Although some analysts have assumed that the Islamic State is not really interested in, or capable of, planning large-scale operations in the West, the British government says it has been tracking the "caliphate's" efforts in this regard for some time. The assault on multiple sites in Paris earlier this month was the organization's first successful large-scale terrorist attack in Europe, but Abu Bakr al Baghdadi's jihadists had been targeting the West long beforehand.

"For several months now," one of the answers provided to the foreign affairs select committee reads, "UK security agencies have been monitoring the development of ISIL's external attack planning capacity, which seeks to target both the UK and our allies and partners around the world."

Cameron has repeatedly argued that the Islamic State is planning strikes in the UK and elsewhere in the West.

In September, he identified Reyaad Khan and Junaid Hussain, both of whom were killed in airstrikes, as "British nationals based in Syria who were involved in actively recruiting [Islamic State] sympathizers and seeking to orchestrate specific and barbaric attacks against the West, including directing a number of planned terrorist attacks right here in Britain, such as plots to attack high profile public commemorations, including those taking place this summer." Khan was killed in a Royal Air Force (RAF) drone strike on August 21, while Hussain perished in an American airstrike in Raqqa three days later, on August 24. [See LWJ report, Prime Minister says 2 British nationals killed in airstrikes were plotting attacks.]

In his recent testimony, Cameron cited a number of statistics to highlight the ongoing threat. He noted that the Islamic State "targets our young people, using sophisticated grooming techniques to lure them to Syria."

Approximately "800 British individuals of national security concern have traveled to Syria since the conflict began" and "[m]any have joined ISIL and other terrorist groups."

"Of those who are known to have traveled," Cameron claimed, "about half have returned" and "many of those who remain in Syria, pose a threat to our security."

According to Cameron, there "were 299 arrests in the UK in the year ending 31 March 2015 for terrorism-related offenses," which is "an increase of 31% compared with the previous year and the highest number since data collection began in 2001."

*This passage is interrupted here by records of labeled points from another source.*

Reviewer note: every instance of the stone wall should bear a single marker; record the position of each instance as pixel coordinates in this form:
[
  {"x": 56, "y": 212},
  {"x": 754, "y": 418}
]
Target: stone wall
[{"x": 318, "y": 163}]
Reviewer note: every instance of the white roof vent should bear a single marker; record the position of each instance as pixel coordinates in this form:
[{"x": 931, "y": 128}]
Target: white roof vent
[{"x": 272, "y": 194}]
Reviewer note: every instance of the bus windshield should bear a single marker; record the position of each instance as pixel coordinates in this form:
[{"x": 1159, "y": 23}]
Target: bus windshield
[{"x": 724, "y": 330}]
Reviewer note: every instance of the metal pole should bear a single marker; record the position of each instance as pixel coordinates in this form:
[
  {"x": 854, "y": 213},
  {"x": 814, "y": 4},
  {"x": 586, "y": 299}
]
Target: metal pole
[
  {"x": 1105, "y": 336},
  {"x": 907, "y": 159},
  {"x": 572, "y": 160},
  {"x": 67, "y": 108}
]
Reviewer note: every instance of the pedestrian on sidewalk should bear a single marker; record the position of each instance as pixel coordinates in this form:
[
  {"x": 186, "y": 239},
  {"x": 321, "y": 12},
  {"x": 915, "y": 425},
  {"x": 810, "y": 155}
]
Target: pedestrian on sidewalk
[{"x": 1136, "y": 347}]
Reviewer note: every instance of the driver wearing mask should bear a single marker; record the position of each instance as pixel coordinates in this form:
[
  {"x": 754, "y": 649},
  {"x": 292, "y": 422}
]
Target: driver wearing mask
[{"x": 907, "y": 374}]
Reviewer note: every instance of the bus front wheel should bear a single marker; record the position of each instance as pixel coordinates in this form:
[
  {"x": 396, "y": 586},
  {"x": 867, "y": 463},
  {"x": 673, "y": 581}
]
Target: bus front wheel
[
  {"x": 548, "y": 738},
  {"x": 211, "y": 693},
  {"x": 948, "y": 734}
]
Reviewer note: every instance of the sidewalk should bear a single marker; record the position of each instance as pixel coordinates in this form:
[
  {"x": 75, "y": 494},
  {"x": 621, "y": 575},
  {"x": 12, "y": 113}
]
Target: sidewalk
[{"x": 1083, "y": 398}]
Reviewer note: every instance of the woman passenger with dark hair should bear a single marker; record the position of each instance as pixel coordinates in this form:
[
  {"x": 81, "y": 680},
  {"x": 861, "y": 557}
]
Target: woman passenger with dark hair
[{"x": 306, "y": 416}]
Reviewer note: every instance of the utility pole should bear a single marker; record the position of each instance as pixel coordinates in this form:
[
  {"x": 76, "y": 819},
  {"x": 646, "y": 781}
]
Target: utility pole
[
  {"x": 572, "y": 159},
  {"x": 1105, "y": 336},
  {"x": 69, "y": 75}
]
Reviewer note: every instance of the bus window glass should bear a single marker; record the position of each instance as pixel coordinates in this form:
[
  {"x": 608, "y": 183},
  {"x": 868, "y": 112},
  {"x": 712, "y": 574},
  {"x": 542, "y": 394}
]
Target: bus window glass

Britain has already increased its role in Iraq, where Cameron claims "Iraqi forces have halted ISIL's advance and recovered 30% of the territory it had captured." There is no doubt the Islamic State has suffered some key losses in Sinjar, Tikrit and Baiji. But it is not clear if these losses constitute 30 percent of its total territorial holdings, as Cameron claimed, because the jihadists still control Mosul and other significant areas.

Regardless, Cameron argued that any strategy to combat the Islamic State makes little sense if the "caliphate" is not confronted in its de facto capital of Raqqa.

"As pressure on ISIL in Iraq has grown, and as we have learned more about the threat that ISIL poses to Britain and our allies, we have increasingly been confronted by a significant handicap in our ability to respond to that threat: the fact that British Forces are currently restricted to taking direct military action against ISIL only in Iraq," Cameron pointed out.

"This restriction has never made military sense." Cameron elaborated: "ISIL does not recognize the border between Syria and Iraq," as "it operates in a single ungoverned space that straddles both countries." Moreover, the group's "practical and ideological headquarters are in Raqqa…from where it conducts its attack planning, operations and recruitment."

Cameron made a strong call to action, saying the West does "not have the luxury of being able to wait until the Syrian conflict is resolved before tackling ISIL."

"Nor should we wait until an attack takes place here: we should act in advance, recognizing that there are inherent risks in any course," Cameron wrote to parliament.

"There will be those who say that the UK might become more of a target by taking a greater role in the international effort to counter ISIL," Cameron noted. "The reality is that the threat posed by ISIL to the UK is already very high. ISIL already views the UK, along with other Western countries, as a legitimate target for its attacks."